Bali bans plastic: Can Indonesia achieve its goals or fail like South Africa and India?

Plastic pollution
Plastic waste Pixabay

After struck by the horrible tsunami on Saturday night, December 22 that killed at least 429 people and affected the rim of Sunda Strait, the most popular tourist destination in Indonesia, Bali, has enacted a ban on single-use plastics such as shopping bags, styrofoam and straws to fight water pollution on Tuesday, December 25.

As per the reports, Bali governor Wayan Koster announced that the newly introduced policy aims for a 70 percent reduction in Bali's marine plastics within a year. This newly introduced policy carries a six-month grace period dating from Friday, December 21, when it was signed and took effect.

"This policy is aimed at producers, distributors, suppliers and business actors, including individuals, to suppress the use of single-use plastics. They must substitute plastics with other materials," he stated as quoted by tribunnews.

Koster also added that if anyone disobeys the ban "we will take action, like not extending their business permit."

Experts have stated that it is difficult to say from where exactly the trash came but they believe that 80 percent of these have originated from the island, as the waste materials from hotels and villages are often dumped in rivers, which then carry the trash out to sea.
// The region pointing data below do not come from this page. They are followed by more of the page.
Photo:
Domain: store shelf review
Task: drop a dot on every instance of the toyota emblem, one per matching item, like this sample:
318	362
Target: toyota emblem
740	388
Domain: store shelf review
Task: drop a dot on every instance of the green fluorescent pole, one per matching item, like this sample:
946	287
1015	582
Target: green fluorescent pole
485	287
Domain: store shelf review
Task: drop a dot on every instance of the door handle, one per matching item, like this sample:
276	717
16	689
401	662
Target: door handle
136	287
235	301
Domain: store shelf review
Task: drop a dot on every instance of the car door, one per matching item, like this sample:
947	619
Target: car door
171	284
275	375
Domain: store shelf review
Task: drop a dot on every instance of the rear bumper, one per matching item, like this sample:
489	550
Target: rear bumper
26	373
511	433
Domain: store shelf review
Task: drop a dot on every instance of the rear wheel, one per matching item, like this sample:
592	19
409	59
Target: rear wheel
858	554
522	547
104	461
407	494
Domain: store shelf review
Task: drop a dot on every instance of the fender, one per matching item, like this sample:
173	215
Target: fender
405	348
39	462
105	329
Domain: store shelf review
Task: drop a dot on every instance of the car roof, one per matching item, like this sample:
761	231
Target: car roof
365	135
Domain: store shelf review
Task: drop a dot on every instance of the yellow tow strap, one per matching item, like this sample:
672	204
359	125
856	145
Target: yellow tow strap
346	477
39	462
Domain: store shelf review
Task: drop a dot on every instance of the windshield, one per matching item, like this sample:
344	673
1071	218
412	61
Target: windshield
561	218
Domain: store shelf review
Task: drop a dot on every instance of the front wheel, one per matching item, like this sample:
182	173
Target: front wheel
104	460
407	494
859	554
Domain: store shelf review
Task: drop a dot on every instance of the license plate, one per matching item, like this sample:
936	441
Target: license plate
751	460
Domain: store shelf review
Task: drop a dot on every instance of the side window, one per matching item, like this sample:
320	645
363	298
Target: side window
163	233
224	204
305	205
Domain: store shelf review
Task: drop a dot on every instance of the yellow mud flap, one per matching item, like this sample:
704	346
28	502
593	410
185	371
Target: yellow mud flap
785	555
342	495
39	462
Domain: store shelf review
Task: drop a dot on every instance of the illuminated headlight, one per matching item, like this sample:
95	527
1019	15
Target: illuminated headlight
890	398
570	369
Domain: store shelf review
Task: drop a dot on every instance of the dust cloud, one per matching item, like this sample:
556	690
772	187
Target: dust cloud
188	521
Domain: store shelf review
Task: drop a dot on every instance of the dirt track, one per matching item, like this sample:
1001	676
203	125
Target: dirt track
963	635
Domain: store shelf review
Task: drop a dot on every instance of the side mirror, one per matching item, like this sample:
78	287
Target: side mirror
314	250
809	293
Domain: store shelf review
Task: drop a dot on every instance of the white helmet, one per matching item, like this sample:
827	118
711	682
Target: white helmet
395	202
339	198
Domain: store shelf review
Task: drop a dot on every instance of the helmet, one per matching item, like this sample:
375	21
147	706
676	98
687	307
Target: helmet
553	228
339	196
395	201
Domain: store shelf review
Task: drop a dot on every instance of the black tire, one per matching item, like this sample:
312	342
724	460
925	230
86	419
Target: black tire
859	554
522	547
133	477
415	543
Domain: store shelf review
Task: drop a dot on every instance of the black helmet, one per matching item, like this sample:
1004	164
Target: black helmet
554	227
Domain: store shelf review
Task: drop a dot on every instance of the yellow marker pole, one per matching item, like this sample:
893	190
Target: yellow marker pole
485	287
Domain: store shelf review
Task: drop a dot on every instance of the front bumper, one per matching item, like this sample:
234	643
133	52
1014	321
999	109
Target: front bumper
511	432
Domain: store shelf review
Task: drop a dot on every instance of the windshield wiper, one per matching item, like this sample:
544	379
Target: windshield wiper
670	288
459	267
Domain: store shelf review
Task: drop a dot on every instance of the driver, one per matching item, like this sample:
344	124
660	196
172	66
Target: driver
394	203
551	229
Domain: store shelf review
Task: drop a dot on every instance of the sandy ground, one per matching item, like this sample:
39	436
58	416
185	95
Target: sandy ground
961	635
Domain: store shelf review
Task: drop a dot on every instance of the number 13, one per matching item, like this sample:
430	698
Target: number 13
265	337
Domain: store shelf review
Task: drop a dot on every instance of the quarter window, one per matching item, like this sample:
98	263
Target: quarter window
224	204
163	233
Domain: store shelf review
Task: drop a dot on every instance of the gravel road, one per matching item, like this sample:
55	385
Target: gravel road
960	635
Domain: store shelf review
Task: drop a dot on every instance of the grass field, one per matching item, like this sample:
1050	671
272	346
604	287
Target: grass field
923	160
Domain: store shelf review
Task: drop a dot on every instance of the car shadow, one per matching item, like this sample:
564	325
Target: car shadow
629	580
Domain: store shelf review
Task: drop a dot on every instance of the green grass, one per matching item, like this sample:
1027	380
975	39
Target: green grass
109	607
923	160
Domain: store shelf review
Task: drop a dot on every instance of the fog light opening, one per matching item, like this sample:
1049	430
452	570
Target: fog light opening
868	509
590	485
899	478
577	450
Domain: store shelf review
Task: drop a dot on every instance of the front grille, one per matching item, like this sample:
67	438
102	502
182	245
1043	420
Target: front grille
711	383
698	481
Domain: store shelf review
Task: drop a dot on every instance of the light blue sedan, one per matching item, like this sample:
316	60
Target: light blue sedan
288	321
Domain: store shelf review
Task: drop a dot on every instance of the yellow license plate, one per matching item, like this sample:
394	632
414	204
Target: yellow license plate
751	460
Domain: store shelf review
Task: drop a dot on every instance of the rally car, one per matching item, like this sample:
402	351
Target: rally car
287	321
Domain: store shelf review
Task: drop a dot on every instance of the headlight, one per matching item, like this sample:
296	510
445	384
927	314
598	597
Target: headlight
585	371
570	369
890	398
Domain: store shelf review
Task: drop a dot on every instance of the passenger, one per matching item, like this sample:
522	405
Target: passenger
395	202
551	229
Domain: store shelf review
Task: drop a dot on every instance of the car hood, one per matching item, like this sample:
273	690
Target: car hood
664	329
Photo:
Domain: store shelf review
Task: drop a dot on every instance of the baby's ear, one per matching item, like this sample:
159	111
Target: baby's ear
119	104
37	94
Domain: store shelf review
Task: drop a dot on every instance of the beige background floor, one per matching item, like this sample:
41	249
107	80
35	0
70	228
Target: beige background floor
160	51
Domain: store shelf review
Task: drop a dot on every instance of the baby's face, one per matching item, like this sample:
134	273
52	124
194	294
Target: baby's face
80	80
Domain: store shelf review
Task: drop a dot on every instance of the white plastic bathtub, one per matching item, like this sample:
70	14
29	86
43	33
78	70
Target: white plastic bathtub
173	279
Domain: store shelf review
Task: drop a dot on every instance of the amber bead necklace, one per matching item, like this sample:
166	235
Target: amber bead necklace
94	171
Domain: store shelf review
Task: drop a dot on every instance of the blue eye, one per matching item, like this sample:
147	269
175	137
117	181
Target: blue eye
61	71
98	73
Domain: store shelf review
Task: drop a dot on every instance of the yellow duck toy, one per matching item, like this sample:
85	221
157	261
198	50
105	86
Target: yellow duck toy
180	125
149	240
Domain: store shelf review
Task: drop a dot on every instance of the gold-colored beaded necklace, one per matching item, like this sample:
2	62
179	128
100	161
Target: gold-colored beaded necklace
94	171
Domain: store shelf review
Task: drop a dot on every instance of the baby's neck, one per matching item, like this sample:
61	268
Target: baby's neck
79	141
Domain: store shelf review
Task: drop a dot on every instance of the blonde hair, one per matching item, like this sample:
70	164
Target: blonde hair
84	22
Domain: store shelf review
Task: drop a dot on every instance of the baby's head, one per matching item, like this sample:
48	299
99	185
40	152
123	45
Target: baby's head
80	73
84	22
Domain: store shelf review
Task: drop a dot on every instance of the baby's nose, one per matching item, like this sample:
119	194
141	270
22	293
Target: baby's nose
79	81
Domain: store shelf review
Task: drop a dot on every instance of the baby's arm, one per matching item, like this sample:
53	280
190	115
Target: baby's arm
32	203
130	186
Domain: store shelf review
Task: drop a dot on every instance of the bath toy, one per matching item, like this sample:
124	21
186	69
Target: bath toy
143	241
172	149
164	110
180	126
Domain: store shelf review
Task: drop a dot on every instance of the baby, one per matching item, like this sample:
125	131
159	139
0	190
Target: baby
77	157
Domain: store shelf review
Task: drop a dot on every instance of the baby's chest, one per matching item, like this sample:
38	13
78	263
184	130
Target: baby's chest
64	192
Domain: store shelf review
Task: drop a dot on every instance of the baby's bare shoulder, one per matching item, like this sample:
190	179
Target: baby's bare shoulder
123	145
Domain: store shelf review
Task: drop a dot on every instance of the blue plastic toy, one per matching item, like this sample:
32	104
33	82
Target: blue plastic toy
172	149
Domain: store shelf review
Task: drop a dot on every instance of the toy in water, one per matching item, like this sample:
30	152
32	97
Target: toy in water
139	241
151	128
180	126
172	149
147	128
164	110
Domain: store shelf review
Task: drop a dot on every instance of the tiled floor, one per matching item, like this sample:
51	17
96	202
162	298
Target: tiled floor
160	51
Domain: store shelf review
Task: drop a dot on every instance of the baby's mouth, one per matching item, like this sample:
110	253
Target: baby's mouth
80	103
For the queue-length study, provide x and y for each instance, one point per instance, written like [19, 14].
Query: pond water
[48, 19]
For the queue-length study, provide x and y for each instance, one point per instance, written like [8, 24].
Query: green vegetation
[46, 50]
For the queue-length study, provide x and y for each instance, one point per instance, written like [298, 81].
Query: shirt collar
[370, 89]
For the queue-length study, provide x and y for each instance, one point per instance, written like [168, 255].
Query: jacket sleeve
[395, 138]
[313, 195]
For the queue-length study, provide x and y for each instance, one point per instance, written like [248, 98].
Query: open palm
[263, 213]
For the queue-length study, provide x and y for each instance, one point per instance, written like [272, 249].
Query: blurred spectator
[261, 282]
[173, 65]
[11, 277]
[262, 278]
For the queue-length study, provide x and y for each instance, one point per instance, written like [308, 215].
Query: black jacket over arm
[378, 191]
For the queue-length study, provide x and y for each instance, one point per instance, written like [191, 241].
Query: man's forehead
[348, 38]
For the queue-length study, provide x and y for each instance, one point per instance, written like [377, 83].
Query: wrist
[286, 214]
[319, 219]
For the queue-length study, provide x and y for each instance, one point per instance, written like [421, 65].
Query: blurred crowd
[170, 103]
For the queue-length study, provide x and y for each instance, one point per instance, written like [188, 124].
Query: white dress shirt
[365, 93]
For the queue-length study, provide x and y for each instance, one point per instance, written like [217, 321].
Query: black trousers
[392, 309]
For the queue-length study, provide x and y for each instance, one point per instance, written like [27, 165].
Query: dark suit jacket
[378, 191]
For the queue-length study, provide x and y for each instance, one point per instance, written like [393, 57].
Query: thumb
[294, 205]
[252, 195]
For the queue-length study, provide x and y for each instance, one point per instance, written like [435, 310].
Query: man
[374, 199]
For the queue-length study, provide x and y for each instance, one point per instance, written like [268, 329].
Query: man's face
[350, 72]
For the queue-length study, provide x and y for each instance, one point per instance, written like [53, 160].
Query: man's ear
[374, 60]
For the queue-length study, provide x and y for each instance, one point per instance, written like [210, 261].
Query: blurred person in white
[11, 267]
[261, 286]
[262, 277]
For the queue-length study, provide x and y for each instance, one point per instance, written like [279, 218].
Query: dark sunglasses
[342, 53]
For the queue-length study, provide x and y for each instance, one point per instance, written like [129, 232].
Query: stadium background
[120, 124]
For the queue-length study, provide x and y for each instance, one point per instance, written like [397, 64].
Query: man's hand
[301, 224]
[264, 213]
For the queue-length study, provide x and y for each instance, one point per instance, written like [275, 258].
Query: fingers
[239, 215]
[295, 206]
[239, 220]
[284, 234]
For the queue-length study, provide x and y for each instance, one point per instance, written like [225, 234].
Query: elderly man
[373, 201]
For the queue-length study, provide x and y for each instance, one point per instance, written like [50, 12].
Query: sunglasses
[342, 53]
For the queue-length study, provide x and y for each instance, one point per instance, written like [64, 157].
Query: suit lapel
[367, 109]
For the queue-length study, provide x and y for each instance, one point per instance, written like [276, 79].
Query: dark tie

During coastal tides and currents, the trash finds its way back to the resort island's beaches.

Last year, Indonesia launched a national action plan, pledging up to US$1 billion to reduce the waste in its waters by 70 percent by 2025.

After Bali now Jakarta also plans to cut the percentage of plastic waste and as per the Jakarta Environmental Agency head Isnawa Adji, they had already agreed on this idea. A survey conducted by the Indonesia Plastic Bags Diet Movement, more than 90 percent of Jakarta's residents have agreed to reduce their use of plastic.

Indonesia is not the first country to ban or reduce the use of plastic. In Africa, more than 15 countries have either banned them or put a tax. China placed a ban on all thin plastic bags and began requiring retailers to charge a tax on thicker bags in 2008, before the Beijing Olympics. There are other Asian countries, which put a ban on plastic use and these are Bangladesh, Cambodia, Hong Kong, India, Malaysia and Taiwan.

However, it should be noted that in India, especially in metropolitan cities like Bangalore and Mumbai, people are less interested to follow the law as they feel that plastic bags are more convenient when it comes to shopping.

In 2003, South Africa also said that plastic bags are their 'national flower' due to their overwhelming presence in trees and bushes. But after the ban, while the usage of the plastic bags dropped 90 percent, its illegal use has increased gradually.

However, now the point is, the people of Indonesia have to understand the seriousness of movement and follow the law, otherwise the plan, introduced by the government will turn into a failure.